Is it just me, or does Charlie Rangel’s Tax Reduction and Reform Act of 2007 seem like real small-ball to you, too?
So far as I can tell, the entire point is to increase progressivity by making sure the AMT hits only the top 10% of taxpaying families, and by fiddling with a variety of deductions. Now, I’ve talked up AMT reform before myself, but I’m fully aware that the real reason the AMT angers people is that they didn’t expect to have to pay it. They thought they understood how their taxes worked, and then it turns out that there’s this whole other tax system out there that could snag them. But the AMT itself is actually quite simple, and the rate isn’t crazily high. It is a whole lot closer to the glorious flat tax system that brings smiles to Steve Forbes’ dreams than the rest of the code. So AMT reform is substantially a political gimmick; the real meat is simply an increase in progressivity.

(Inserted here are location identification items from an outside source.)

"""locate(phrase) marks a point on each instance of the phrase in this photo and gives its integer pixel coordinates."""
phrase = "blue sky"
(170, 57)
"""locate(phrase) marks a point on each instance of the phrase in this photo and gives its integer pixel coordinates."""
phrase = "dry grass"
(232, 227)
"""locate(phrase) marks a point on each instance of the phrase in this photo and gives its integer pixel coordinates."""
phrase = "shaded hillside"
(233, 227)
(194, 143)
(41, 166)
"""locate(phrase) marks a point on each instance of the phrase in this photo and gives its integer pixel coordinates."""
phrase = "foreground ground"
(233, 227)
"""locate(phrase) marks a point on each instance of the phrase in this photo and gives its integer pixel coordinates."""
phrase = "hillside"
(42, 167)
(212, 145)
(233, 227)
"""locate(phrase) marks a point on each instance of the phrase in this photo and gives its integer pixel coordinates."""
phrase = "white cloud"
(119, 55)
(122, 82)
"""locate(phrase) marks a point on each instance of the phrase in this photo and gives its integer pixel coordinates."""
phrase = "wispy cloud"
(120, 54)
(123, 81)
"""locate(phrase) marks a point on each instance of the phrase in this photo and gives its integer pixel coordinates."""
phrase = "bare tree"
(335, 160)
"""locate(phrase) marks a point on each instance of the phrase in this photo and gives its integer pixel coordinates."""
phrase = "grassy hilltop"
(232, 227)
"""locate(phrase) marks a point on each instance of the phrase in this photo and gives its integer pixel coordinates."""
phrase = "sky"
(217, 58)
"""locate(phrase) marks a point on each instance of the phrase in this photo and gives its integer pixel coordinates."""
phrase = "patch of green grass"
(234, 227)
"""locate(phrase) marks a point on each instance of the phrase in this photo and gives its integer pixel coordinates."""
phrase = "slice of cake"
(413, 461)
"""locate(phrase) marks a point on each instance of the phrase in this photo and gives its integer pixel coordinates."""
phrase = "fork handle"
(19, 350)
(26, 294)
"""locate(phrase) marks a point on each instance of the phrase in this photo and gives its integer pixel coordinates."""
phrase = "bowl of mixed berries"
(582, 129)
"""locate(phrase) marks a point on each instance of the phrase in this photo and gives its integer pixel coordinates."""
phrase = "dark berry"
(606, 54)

Now, I am a very far cry from a supply-sider. But I do think we could, if we tried, come up with a tax reform that would be a bit more interesting in terms of improving economic incentives and reducing the drag of tax-avoidance. And I’m inclined to think that, generally, these should be the goals of tax reform, and that not increasing (or, if possible, reducing) inequality should be a constraint rather than a primary objective.
In that spirit, herewith the Millman Tax Reform Sketch of 2007:
Eliminate the payroll tax. It’s a tax on employment, and we want to encourage employment. It’s a tax on legal employment, and we want to encourage legal residents and discourage hiring illegals. It’s a regressive tax that’s used to fund general federal revenues, although we pretend it’s only used to pay Social Security benefits. And because of that pretense, the persistence of the payroll tax makes it extremely difficult to means-test Social Security benefits.
Eliminate the corporate income tax. Corporations are not people. Taxing corporations and taxing dividends and capital gains is double-taxation of capital, which reduces economic growth. But taxing capital gains and dividends is easy, while taxing corporate income is extremely complicated. The dead loss associated with corporate avoidance of the corporate income tax is enormous. Corporations can move income much more easily than people can, so a high corporate tax rate will do much more to make a jurisdiction uncompetitive than will a high personal income tax rate. And we have among the highest corporate tax rates in the world.
Eliminate the estate tax. I understand the social motivation for retaining the estate tax. But it’s an extraordinarily inefficient revenue-raiser. Indeed, the dead loss in uneconomic activity to avoid the estate tax probably exceeds the revenue raised.
Tax all capital gains and dividends as ordinary income. Now that we’ve eliminated the corporate income tax, we can tax distributions from corporations to individuals the same we that we tax distributions from partnerships.
Tax all inherited property as ordinary income upon liquidation, with a basis of zero. If we step down the basis to zero, and tax inherited property as ordinary income, we’ll achieve whatever social objectives are intended by an estate tax with a vastly smaller dead loss.
Establish a value-added tax. The United States is the only major industrialized country without a value-added tax. I’d rather we were the only major industrialized country without a payroll tax. Both taxes are regressive, but the payroll tax is a tax on work, while a value-added tax is a tax on spending. A value-added tax is the most efficient revenue-raiser out there, meaning that the cost to the overall economy of each dollar raised is less than for any other major tax. It does not discriminate between capital and labor (as does the payroll tax) – it doesn’t even discriminate between legally and illegally obtained income. The major liberal objection to a value-added tax is that it is regressive. But if we were using it to replace another regressive tax, or balanced its implementation with other progressive actions, that objection should be able to be overcome (besides which, I don’t think we should make a shibboleth of a particular degree of progressivity in the code; we should be focused on the social consequences of the code as a whole, not whether a particular individual change makes the code itself more or less progressive). The major conservative objection to the value-added tax is that it is a stealth tax, one that can be raised quietly without strong objections because everyone in the economic food chain just passes the bill along until it reaches the ultimate consumer. But I think this objection slights the profoundly anti-tax culture of America. And, moreover, it’s a lot less stealthy than the payroll tax, which is taken out of your paycheck before you even get it.
There are other tax reforms that I could get behind – increasing the child tax credit, expanding the applicability of deferred-tax vehicles for savings for retirement or education, capping the mortgage and state income tax deductions – but I’m inclined to the view that the six changes above would do an awful lot to improve the efficiency of our tax system, and would not make it radically more or less progressive. Which, in my own humble opinion, is what we should be striving for.